Three major forces have changed livestock production since 1919: The shift from animal power to mechanical power, the changes in the total feed supply, and higher production per animal.
The constantly shrinking number of horses and mules has released land that could grow direct food crops or feed for producing livestock and livestock products for human use. Land thus released between 1920 and 1945 was enough to feed 16 million head of cattle. The saving in grain alone from the smaller number of work animals amounted to about 13 million tons in 1944. If that much grain had all been used for hogs, it could have fed 26 million hogs to market weight.
Year-to-year changes in the total supply of feed have caused fluctuations in livestock production. The severe drought in 1934 and 1936 reduced the production of feed about 30 percent and 25 percent, respectively, below the level of 1928 to 1932. But feed production during 1942 to 1944 averaged about 20 percent above that of 1928 to 1932, and made it possible to raise about 25 percent more livestock per year. than in 1935-39.

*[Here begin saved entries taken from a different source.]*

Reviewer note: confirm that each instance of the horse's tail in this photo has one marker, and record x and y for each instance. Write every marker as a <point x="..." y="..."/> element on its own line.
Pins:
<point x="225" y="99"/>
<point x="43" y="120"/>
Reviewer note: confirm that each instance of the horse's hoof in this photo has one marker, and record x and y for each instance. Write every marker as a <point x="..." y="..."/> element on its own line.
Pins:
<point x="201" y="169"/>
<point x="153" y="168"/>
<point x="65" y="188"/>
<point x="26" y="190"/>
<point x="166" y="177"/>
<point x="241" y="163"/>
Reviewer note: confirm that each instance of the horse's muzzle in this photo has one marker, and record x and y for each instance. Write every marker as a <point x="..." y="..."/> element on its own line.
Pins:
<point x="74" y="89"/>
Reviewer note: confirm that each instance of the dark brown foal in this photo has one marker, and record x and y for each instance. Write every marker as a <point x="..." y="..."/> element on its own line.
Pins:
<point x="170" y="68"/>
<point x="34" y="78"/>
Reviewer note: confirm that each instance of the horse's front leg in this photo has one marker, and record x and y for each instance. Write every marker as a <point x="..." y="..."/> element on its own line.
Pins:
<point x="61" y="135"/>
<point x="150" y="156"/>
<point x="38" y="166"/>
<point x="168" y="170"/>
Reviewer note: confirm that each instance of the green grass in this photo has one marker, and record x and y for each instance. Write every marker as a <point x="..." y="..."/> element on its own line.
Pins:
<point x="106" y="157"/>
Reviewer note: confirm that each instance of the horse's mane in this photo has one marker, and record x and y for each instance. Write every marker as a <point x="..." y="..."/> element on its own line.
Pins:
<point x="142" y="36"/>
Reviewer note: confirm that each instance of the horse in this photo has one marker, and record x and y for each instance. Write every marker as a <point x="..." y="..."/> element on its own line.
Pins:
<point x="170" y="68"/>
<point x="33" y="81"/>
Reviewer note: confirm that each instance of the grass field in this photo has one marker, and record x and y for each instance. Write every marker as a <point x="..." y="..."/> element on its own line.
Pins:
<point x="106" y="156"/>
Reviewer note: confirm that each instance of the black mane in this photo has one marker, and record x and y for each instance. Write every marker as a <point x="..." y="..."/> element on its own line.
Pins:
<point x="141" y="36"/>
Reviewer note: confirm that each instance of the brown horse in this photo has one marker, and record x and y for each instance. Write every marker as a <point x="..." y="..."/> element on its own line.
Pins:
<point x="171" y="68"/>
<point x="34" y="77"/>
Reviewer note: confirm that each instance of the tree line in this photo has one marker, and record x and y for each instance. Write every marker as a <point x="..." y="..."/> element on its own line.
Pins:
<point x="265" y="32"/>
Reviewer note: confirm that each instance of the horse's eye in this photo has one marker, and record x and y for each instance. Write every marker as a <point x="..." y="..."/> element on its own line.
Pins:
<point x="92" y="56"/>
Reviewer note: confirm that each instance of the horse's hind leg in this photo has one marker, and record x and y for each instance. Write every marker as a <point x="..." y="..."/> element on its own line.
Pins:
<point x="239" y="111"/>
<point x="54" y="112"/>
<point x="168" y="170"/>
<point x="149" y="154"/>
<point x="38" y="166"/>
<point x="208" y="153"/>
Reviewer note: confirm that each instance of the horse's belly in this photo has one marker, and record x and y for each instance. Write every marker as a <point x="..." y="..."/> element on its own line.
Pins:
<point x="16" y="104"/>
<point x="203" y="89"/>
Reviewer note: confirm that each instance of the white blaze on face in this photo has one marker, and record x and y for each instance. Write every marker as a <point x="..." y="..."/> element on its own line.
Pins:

Farmers can increase production per unit of livestock by using better breeding animals and balanced rations, reducing losses from death, feeding more heavily, and observing other improved practices. The combination of these has lifted the recent production per unit of breeding livestock to a point 25 percent higher than the level of 1919. We have not measured adequately the efficiency of feeding, but significant gains apparently have been made in all classes of livestock. An example : Corn Belt records indicate that the amount of feed used per 100 pounds of pork was cut by as much as 10 to 15 percent from the 1920's to the 1930's.
Further substitution of mechanical power for horses and mules will release more hay, grain, and pasture for use by other livestock. Therefore, the production of livestock and livestock products for human use will tend to go up. In the South the new developments in pasturage and forage and the changes in systems of farming that might accompany the introduction of tractors will reinforce the tendency. Farmers will grow more hay, grain, and pasture than in former years because they can handle those crops with mechanical equipment.
The production-increasing effects of the scientific advances that were made in the early part of the interwar period were obscured 6y the drought and depression of the 1930's. But the wartime need for farm products provided an opportunity for the fuller use of the improvements that were developed in the two previous decades.
Farm output has risen more sharply than gross farm production because of the shift from work animals to tractor power. In 1945 it was 28 percent above the average of the five prewar years. Special studies indicate that only about a fourth of this increase was due to better weather. Probably less than 15 percent resulted from expansion of cropland acreage. The rest--about 60 percent-is largely accounted for by fuller use of the improvements in crops, livestock, and machinery that I have mentioned.